Scaling Namespaces and Optimizing Data Storage
Also available as:
PDF
loading table of contents...

Configure an HDFS federation

All the nodes in a federation share a common set of configuration files. To support the common configuration, you must configure a NameService ID for all the NameNodes that you want to include in the federation.

  • Ensure that you configure the federation during a cluster maintenance window.
  • Verify that you have configured HA for all the NameNodes that you want to include in the federation. In addition, ensure that you have configured the value of dfs.nameservices for the NameNodes in hdfs-site.xml.

A federation allows you to add new NameService IDs to a cluster. Each NameService denotes a new filesystem namespace. You can configure a maximum of four namespaces in a federated environment.

An active NameNode and its standby belong to the NameService ID. To support the common configuration, you must suffix the parameters for the various NameNodes in a federation with the NameService ID.

For example, if you define ns2 as the NameService ID for a federation, then you must add ns2 as a suffix to parameters such as dfs.namenode.rpc-address, dfs.namenode.http-address, and dfs.namenode.secondaryhttp-address.
Note
Note
This task explains how you can configure an HDFS federation using the command line interface. For information about using Ambari to configure a federation, see the topic Configure HDFS Federation in the Ambari documentation.
  1. Verify whether the newly added namespaces are added to the dfs.internal.nameservices parameter in hdfs-site.xml.
    The particular parameter lists all the namespaces that belong to the local cluster.
  2. Add the following configuration parameters suffixed with the correct NameService ID for the active and standby NameNodes in the hdfs-site.xml.
    Daemon Configuration Parameter
    NameNode
    • dfs.namenode.rpc-address
    • dfs.namenode.http-address
    • dfs.namenode.https-address
    • dfs.namenode.servicerpc-address
    • dfs.namenode.keytab.file
    • dfs.namenode.name.dir
    • dfs.namenode.checkpoint.dir
    • dfs.namenode.checkpoint.edits.dir
    Note
    Note
    The parameters dfs.namenode.http-address and dfs.namenode.https-address are optional depending on the http policy configured. In addition, the parameters dfs.namenode.checkpoint.dir and dfs.namenode.checkpoint.edits.dir are optional.
  3. Propagate the configuration file updates to all the nodes in the cluster.

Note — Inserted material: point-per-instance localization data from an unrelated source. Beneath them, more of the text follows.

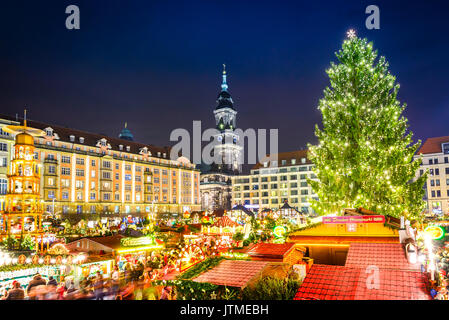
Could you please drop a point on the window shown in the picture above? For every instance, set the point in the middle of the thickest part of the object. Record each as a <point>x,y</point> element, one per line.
<point>3,186</point>
<point>79,172</point>
<point>79,184</point>
<point>65,159</point>
<point>446,148</point>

The following example shows the configuration for two NameNodes in a federation:

<configuration>
  <property>
    <name>dfs.nameservices</name>
    <value>ns1,ns2</value>
  </property>
  <property>
    <name>dfs.namenode.rpc-address.ns1</name>
    <value>nn-host1:rpc-port</value>
  </property>
  <property>
    <name>dfs.namenode.http-address.ns1</name>
    <value>nn-host1:http-port</value>
  </property>
  <property>
    <name>dfs.namenode.rpc-address.ns2</name>
    <value>nn-host2:rpc-port</value>
  </property>
  <property>
    <name>dfs.namenode.http-address.ns2</name>
    <value>nn-host2:http-port</value>
  </property>

  .... Other common configuration ...
</configuration>
Format every new NameNode that you want to include in the federation.